TOKYO (Reuters) - Japanese Finance Minister Taro Aso said on Friday that he would closely watch the United States’ move to impose tariffs on up to $60 billion of Chinese goods.
Aso made the comment just hours after U.S. President Donald Trump signed a presidential memorandum that will target Chinese imports, though only after a 30-day consultation period that gives China space to respond.
The threatened tariffs and possible investment restrictions on China stem from a U.S. investigation of alleged theft of U.S. intellectual property by Chinese companies.
“Japan, as well as the United States, understands the importance of strengthening and effectively enforcing protection of intellectual property,” Aso told reporters after a cabinet meeting.
Aso added that he needed to examine the U.S. memorandum in detail.
The yen hit a 16-month high against the dollar on Friday as traders sought safety in the Japanese currency after the U.S. announcement caused worry over global trade tensions, triggering a selloff on Wall Street and stock markets in Asia.

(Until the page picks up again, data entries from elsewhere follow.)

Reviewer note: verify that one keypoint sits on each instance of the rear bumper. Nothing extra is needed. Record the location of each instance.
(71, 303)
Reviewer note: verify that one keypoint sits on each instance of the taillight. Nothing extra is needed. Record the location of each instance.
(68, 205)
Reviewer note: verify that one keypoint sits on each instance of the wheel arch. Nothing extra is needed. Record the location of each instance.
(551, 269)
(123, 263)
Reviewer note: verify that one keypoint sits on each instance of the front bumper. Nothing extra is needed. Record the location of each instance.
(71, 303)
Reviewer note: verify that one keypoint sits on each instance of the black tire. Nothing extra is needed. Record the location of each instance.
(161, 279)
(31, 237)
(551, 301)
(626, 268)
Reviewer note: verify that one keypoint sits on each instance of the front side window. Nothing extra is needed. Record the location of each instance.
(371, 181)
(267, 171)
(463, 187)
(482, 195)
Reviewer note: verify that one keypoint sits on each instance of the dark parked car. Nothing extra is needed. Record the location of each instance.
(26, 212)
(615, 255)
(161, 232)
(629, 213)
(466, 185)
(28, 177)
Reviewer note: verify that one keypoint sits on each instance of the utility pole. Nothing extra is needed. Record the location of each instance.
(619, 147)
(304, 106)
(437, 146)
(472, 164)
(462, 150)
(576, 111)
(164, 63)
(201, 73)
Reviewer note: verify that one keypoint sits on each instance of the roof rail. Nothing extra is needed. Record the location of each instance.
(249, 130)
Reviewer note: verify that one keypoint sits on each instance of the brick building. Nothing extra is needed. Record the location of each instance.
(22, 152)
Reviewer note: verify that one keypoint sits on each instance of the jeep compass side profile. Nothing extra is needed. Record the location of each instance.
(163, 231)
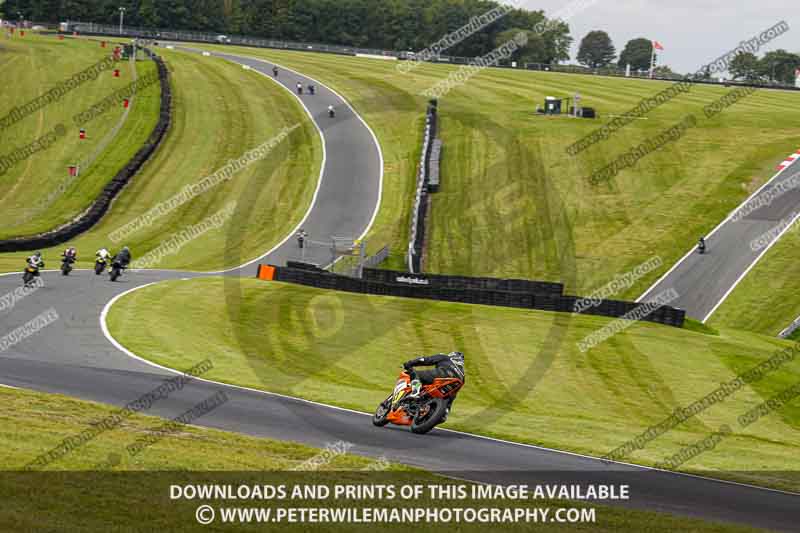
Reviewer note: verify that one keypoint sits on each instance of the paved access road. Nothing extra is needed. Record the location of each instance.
(733, 247)
(73, 356)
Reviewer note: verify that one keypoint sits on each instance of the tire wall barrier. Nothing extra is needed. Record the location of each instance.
(101, 204)
(468, 290)
(416, 241)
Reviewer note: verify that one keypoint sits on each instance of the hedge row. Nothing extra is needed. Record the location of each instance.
(102, 203)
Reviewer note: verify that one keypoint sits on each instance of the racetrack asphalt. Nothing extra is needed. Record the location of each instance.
(703, 281)
(73, 356)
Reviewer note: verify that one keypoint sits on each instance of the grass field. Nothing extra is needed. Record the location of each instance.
(527, 379)
(514, 204)
(111, 488)
(35, 64)
(220, 112)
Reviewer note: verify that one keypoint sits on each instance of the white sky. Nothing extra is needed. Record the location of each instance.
(693, 32)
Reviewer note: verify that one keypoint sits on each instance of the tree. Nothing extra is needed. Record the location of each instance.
(637, 54)
(596, 49)
(779, 66)
(744, 65)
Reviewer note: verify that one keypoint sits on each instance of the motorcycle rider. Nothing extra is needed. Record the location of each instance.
(123, 257)
(70, 255)
(36, 262)
(449, 365)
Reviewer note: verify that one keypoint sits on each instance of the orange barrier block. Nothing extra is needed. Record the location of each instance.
(266, 272)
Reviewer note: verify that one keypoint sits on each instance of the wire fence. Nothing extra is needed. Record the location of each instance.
(243, 40)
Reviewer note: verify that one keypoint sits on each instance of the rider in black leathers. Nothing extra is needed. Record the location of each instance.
(123, 257)
(449, 365)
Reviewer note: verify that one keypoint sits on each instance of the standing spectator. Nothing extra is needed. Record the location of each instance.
(301, 238)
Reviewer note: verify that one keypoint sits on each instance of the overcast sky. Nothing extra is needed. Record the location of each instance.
(693, 32)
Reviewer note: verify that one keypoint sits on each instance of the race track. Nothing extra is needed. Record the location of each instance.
(732, 248)
(73, 356)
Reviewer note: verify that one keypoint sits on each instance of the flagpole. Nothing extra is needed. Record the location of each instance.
(652, 59)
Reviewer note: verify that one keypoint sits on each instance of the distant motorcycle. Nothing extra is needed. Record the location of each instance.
(422, 412)
(116, 270)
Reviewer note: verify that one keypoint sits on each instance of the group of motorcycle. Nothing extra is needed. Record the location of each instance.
(103, 260)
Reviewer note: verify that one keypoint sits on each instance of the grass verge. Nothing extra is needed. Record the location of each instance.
(527, 380)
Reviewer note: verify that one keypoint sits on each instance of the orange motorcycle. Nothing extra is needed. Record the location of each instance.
(422, 412)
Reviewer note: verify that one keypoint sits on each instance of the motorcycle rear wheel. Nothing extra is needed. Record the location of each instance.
(380, 418)
(435, 414)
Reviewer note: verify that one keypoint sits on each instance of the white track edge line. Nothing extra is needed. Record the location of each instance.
(750, 267)
(324, 156)
(724, 220)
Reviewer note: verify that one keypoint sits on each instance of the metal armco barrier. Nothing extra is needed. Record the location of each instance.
(666, 315)
(464, 282)
(100, 206)
(417, 240)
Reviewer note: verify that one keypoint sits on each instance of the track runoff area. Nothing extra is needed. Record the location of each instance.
(479, 481)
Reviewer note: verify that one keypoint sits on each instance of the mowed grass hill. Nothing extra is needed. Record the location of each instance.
(527, 378)
(220, 112)
(514, 203)
(31, 66)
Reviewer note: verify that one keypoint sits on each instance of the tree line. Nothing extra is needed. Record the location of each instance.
(597, 51)
(386, 24)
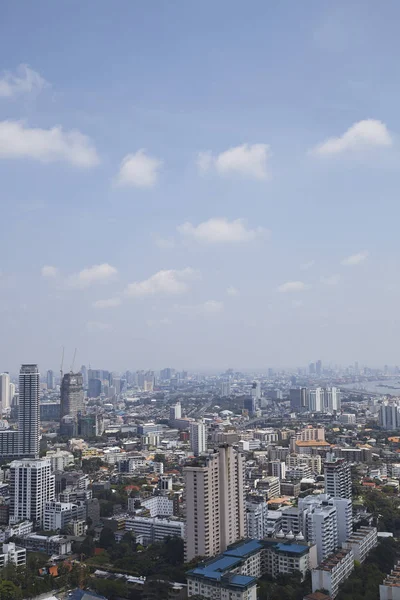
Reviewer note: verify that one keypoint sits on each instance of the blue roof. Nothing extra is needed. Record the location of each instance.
(295, 548)
(243, 549)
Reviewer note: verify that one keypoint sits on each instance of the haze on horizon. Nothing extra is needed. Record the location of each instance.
(199, 186)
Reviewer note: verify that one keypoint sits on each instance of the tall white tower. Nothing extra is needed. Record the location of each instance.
(5, 391)
(198, 438)
(28, 412)
(31, 485)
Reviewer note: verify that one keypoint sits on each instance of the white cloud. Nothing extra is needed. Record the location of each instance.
(168, 282)
(95, 326)
(247, 160)
(364, 134)
(220, 230)
(138, 170)
(24, 81)
(46, 145)
(330, 280)
(307, 265)
(97, 274)
(354, 259)
(48, 271)
(232, 291)
(293, 286)
(165, 243)
(108, 303)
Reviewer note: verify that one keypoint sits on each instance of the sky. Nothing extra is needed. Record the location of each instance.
(199, 184)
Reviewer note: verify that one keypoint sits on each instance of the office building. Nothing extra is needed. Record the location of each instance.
(338, 478)
(389, 415)
(298, 400)
(361, 542)
(71, 395)
(215, 505)
(5, 402)
(175, 412)
(28, 412)
(257, 517)
(198, 437)
(31, 486)
(50, 380)
(332, 572)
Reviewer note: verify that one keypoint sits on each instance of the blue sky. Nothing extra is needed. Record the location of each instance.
(199, 185)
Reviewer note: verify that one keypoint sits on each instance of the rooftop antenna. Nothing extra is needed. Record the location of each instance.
(62, 363)
(73, 362)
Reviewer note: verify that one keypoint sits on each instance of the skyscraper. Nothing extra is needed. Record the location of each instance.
(198, 440)
(50, 379)
(31, 485)
(71, 395)
(4, 391)
(215, 504)
(338, 478)
(28, 412)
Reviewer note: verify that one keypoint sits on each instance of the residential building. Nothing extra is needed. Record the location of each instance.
(215, 506)
(154, 529)
(338, 478)
(5, 401)
(32, 484)
(11, 553)
(28, 412)
(257, 517)
(335, 569)
(50, 379)
(198, 438)
(71, 395)
(361, 542)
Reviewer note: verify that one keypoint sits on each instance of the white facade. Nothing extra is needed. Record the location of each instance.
(158, 506)
(361, 542)
(332, 572)
(60, 459)
(32, 484)
(198, 439)
(58, 514)
(12, 554)
(155, 529)
(4, 392)
(257, 519)
(28, 412)
(215, 505)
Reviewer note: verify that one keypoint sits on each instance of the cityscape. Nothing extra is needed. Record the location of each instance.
(172, 484)
(199, 303)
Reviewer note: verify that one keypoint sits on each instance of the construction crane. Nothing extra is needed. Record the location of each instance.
(62, 364)
(73, 362)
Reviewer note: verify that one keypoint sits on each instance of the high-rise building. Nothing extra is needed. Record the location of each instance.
(215, 504)
(71, 395)
(298, 399)
(84, 376)
(4, 392)
(338, 478)
(32, 484)
(28, 412)
(175, 412)
(50, 379)
(198, 437)
(257, 517)
(389, 415)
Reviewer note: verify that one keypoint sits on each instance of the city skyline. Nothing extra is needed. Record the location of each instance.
(181, 198)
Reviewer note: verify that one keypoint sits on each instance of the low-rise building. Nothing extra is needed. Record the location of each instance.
(12, 554)
(361, 542)
(332, 572)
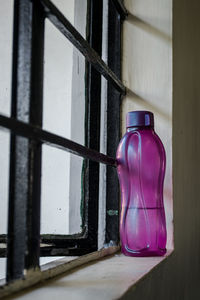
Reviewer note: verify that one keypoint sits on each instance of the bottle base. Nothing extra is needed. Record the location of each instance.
(144, 252)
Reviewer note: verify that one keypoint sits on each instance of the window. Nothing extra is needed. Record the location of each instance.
(28, 136)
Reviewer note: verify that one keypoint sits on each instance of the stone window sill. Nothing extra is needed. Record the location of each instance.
(107, 278)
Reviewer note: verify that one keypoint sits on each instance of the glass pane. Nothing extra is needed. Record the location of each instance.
(64, 87)
(61, 192)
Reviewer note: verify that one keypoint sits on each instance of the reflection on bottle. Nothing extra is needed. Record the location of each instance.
(141, 168)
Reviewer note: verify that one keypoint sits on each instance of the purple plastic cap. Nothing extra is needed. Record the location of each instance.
(139, 118)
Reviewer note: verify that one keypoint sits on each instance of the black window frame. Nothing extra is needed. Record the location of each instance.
(27, 136)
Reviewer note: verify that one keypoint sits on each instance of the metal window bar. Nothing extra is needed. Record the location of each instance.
(23, 241)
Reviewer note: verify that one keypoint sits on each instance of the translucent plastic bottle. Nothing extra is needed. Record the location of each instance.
(141, 169)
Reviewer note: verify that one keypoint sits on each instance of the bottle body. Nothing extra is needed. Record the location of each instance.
(141, 169)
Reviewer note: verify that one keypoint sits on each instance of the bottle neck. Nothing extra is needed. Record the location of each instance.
(133, 128)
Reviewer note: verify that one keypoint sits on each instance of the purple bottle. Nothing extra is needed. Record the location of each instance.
(141, 168)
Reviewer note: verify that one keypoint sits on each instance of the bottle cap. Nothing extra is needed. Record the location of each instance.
(139, 118)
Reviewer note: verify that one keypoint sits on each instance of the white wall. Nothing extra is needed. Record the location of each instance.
(147, 73)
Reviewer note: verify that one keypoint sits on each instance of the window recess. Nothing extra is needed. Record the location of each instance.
(24, 244)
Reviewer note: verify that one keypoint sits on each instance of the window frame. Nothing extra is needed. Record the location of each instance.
(27, 137)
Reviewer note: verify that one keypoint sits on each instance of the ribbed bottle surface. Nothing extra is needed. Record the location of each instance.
(141, 169)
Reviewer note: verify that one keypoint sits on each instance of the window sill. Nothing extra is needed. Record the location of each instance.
(108, 278)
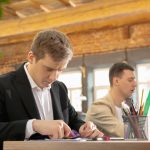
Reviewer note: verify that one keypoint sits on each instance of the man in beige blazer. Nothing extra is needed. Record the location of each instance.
(106, 112)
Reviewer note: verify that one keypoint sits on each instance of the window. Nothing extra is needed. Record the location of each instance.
(101, 82)
(73, 82)
(143, 80)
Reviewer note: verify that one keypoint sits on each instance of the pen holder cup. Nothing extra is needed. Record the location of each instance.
(135, 127)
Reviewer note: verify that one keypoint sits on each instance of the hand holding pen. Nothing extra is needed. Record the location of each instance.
(89, 130)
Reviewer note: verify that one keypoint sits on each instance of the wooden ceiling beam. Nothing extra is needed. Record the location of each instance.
(86, 17)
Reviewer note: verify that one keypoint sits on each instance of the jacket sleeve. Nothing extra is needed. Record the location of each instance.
(9, 129)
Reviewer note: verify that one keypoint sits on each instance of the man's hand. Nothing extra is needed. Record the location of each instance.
(52, 128)
(89, 130)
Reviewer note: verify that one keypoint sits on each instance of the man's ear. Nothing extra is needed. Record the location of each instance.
(115, 81)
(30, 57)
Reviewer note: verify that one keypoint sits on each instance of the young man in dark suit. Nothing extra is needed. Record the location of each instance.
(33, 104)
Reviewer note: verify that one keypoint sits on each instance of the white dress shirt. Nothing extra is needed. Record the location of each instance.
(43, 101)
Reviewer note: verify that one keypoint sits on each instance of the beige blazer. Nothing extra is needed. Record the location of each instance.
(103, 114)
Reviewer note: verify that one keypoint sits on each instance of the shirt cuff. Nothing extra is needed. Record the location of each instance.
(29, 129)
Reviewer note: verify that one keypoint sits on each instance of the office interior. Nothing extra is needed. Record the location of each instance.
(102, 32)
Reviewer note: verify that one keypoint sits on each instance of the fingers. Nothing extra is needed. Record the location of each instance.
(90, 130)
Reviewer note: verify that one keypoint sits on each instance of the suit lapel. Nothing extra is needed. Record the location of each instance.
(24, 89)
(57, 109)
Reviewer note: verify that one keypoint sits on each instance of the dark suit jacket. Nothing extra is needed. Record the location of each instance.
(17, 105)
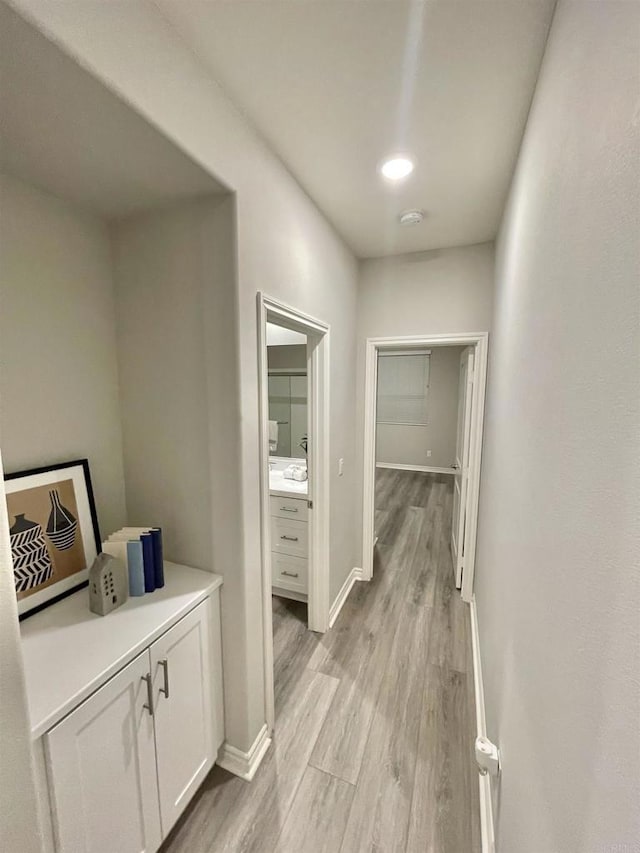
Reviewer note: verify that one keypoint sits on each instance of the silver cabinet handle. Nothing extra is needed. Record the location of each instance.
(164, 663)
(149, 702)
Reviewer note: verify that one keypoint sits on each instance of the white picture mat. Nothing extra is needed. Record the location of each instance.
(85, 522)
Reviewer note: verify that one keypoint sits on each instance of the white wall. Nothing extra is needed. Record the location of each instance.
(284, 247)
(18, 804)
(59, 382)
(175, 282)
(407, 444)
(558, 579)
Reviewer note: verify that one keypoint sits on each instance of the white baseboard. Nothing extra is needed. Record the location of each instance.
(245, 764)
(353, 576)
(288, 593)
(428, 469)
(487, 830)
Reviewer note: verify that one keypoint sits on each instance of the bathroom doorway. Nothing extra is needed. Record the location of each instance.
(387, 431)
(293, 370)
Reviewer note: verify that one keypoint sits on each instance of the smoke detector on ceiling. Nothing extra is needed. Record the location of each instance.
(411, 217)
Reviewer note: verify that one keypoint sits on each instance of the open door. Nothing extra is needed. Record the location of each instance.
(461, 464)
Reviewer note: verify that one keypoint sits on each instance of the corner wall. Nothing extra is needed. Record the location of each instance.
(285, 247)
(175, 282)
(59, 382)
(58, 401)
(557, 573)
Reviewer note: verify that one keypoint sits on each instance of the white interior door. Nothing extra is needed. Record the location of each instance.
(102, 769)
(461, 464)
(183, 685)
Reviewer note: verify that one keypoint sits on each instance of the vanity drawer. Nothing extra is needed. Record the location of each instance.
(289, 572)
(289, 537)
(293, 508)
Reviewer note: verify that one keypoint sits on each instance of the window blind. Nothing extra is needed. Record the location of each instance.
(403, 385)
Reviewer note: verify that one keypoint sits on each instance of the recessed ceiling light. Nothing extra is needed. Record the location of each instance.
(396, 168)
(411, 217)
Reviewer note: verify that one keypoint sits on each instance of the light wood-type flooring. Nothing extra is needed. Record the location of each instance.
(373, 748)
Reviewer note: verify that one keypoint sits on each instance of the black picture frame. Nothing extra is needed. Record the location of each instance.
(78, 470)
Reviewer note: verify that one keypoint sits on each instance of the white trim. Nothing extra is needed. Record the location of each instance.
(478, 339)
(429, 469)
(487, 830)
(245, 764)
(354, 575)
(318, 368)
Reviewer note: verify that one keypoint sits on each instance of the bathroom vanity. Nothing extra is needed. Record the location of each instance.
(289, 510)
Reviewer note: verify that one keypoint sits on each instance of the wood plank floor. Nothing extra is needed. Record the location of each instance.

The dollar fell to as low as 104.635 yen, its lowest since November 2016, in early Asian trade as the safe haven Japanese currency pushed higher.
Chief Cabinet Secretary Yoshihide Suga warned against yen’s gains on Friday, saying that he would closely monitor market movements “with a sense of urgency”.
The top government spokesman also said it would be extremely regrettable if U.S. tariffs on steel and aluminum apply to Japan, and that he would continue to urge the United States to exempt his country.
Trump’s steel and aluminum tariffs, which are tied to Section 232 of the 1962 Trade Expansion Act, go into effect on Friday. Canada and Mexico have been given initial exemptions from the 25 percent steel and 10 percent aluminum tariffs.
U.S. Trade Representative Robert Lighthizer told U.S. lawmakers on Thursday that the European Union, Argentina, Australia, Brazil and South Korea, would also be exempted.